Обернувшись к Мирославе он встретил ожидающий взгляд: «Ну, что скажете, господин доктор?»
- Мира...Ты понимаешь, какую ответственность хочешь принять на себя? Справедливости ради стоит отметить, что с тех пор, как Туре обратился к Мартел за первыми текстами для новых песен и стал потихоньку подниматься с колен, он сильно изменился. Успокоился. Стал более рассудительным. Но некоторые изменения необратимы. Его здоровье всерьёз разрушено и если ты хочешь быть с ним, тебе придётся реально быть рядом, как ты выразилась, «днём и ночью, круглогодично, без выходных и отпусков». На моём столе стопка рекомендаций для реабилитационного периода — диета, режим дня, физические нагрузки...Часть советов - всего лишь на ближайший период. Оставшиеся — на всю жизнь. Конечно, мне будет куда спокойнее, если рядом с Туре будет находиться такая понимающая женщина, как ты, Мира. Но я должен предупредить тебя, что ты в какой-то степени превращаешься в сиделку. У тебя ведь есть работа, налаженная жизнь в другой стране...Подумай ещё раз: зачем тебе разрушать всё, что ты имеешь? Достоин ли мой брат подобных жертв?

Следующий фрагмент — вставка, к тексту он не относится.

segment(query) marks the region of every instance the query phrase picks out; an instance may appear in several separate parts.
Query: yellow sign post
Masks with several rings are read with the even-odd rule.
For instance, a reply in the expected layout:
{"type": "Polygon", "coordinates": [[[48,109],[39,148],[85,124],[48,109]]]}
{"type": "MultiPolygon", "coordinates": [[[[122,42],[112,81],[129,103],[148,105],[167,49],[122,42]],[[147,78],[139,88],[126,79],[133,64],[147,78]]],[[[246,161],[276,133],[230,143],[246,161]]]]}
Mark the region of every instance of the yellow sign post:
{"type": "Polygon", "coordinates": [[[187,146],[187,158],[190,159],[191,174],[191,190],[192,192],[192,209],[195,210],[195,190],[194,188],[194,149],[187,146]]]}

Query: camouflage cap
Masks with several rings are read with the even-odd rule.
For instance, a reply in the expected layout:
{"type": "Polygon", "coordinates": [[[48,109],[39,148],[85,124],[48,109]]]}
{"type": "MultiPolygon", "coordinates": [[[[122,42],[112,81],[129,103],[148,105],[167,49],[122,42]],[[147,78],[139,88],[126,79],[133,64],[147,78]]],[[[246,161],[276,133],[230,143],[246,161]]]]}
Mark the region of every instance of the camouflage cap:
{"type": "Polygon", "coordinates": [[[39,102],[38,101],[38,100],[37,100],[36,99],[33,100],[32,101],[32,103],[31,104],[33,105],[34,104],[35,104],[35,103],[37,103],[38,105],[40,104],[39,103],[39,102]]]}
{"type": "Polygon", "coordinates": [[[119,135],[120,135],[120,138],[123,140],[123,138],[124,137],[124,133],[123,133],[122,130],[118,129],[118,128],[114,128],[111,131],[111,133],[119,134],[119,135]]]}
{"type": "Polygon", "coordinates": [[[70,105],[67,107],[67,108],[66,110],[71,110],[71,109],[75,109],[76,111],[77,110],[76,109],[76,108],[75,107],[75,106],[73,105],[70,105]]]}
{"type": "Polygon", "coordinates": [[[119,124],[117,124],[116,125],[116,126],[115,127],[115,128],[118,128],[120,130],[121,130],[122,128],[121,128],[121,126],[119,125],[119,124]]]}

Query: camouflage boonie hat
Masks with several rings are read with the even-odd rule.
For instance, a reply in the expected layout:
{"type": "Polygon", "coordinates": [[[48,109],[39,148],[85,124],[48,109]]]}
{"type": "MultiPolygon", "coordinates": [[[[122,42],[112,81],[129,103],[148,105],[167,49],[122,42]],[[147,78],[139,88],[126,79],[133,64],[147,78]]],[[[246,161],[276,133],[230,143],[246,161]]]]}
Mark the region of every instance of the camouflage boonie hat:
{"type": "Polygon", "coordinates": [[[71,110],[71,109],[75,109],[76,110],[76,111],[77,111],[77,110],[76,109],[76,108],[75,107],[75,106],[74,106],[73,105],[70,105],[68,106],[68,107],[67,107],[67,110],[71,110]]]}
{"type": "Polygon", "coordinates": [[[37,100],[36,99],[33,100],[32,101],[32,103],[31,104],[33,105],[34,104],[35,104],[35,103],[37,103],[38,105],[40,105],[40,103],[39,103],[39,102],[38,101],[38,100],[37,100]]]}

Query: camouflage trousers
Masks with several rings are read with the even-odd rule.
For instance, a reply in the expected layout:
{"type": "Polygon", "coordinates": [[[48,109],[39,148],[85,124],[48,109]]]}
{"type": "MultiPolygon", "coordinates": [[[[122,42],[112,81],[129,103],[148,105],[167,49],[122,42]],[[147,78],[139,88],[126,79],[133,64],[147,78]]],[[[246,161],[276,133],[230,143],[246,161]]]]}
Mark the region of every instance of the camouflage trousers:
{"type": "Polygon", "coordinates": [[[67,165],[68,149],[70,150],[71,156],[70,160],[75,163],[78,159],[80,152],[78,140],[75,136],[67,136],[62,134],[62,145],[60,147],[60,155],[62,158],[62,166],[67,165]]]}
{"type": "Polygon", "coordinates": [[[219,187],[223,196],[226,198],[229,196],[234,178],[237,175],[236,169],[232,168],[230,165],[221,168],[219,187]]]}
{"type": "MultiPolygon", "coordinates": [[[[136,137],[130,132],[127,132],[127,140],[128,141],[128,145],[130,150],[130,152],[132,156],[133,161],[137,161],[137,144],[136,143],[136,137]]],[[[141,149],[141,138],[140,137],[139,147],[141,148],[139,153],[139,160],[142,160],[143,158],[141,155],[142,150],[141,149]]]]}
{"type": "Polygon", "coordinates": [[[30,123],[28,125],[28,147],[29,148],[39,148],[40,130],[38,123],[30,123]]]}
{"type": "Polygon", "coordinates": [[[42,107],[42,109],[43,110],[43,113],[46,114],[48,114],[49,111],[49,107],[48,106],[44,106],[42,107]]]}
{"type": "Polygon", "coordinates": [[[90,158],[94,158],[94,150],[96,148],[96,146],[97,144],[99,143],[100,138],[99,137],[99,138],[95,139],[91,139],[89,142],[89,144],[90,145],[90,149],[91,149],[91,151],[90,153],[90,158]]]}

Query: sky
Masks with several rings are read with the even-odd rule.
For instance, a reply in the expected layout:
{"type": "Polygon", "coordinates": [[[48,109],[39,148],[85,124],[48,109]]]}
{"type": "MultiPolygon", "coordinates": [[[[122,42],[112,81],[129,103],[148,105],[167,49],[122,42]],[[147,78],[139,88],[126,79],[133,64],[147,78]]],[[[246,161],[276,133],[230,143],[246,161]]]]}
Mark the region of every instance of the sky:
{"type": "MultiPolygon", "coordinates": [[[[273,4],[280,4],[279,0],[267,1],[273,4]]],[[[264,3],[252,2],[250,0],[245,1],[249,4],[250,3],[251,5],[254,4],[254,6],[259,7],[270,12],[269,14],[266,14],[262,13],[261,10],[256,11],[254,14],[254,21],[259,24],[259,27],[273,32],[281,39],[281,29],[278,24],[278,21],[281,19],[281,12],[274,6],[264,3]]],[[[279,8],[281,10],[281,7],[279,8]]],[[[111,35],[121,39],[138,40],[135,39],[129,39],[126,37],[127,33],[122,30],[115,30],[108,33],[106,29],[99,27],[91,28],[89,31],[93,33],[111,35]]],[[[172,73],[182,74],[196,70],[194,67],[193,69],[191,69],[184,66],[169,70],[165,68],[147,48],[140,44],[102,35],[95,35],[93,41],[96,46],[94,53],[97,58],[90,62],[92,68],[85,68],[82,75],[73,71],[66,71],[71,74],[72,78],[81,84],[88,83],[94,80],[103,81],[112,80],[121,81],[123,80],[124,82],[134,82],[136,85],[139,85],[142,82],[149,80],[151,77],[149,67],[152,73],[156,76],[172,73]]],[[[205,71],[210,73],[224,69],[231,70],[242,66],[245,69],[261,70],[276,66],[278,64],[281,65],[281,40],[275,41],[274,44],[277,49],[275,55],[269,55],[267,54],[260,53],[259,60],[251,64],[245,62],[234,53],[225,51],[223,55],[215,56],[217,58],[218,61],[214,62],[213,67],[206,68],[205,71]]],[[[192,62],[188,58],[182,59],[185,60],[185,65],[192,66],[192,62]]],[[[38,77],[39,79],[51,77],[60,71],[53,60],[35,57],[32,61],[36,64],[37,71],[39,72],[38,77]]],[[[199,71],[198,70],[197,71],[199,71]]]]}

Прихватив с собой бокал с остатками коньяка, Мирослава подошла к Свену и тоже выглянула в окно из-за тяжёлой светло-коричневой бархатной занавески, подвязанной золотистым шнуром.
- Свою работу я могу выполнять в любой точке земного шара. Для этого мне иногда даже компьютер не нужен — всего лишь карандаш и блокнот для эскизов. Я — дизайнер в сфере лёгкой промышленности, Свен. Разрабатываю принты для тканей, эскизы аксессуаров и обуви. Давно не занималась прикладным искусством, но если понадобится, освежу знания и в этой области. К тому же, сегодня утром подруга сделала мне достойное бизнес-предложение, и я решила его принять. Дом в Турку, купленный мужем в качестве отступных при разводе, для меня ничего не значит. Как и вся та пора, что связана с Оскаром Тамминеном и его Домом моды...Детей у меня нет. Близких родственников тоже, все умерли...Я не хочу стареть в одиночестве, Свен. И не хочу, чтобы Туре старел в одиночестве...Прости, что вместо отдыха после тяжёлой операции тебе пришлось ещё и через эту беседу пройти...Наверное, мне пора уходить...Вызови мне такси, пожалуйста…
Свен допил коньяк и повернулся к Мирославе. Его глаза на миг затуманила пелена слёз, но в следующее мгновение, обращаясь к ней, он взял себя в руки:
- Уже поздно. Я не хочу, чтобы ты уходила. Оставайся до завтра, сможем утром вместе навестить Туре. Думаю, он будет рад...В гостевой комнате есть всё необходимое...Вот только гостей в моём доме тысячу лет не было...Я, как и ты, утопил себя в работе, чтобы заполнить пустоту, образовавшуюся после смерти Аннет...Сын редко меня навещает. Дело молодое. И нагрузка по учёбе большая... А вообще: мне кажется, что он считает меня виноватым в смерти матери... Я вечно куда-то торопился, уделял больше внимания пациентам, чем семье. Проглядел первые тревожные звоночки болезни жены. А потом уже было поздно...Оставайся, Мира...Я был бы очень благодарен тебе за это…
Пришла очередь Мирославы взглянуть на благополучного доктора Вильда иначе. «Однако, не самая счастливая семейка эти Вильды», - подумала она и кивнула, соглашаясь на предложение Свена.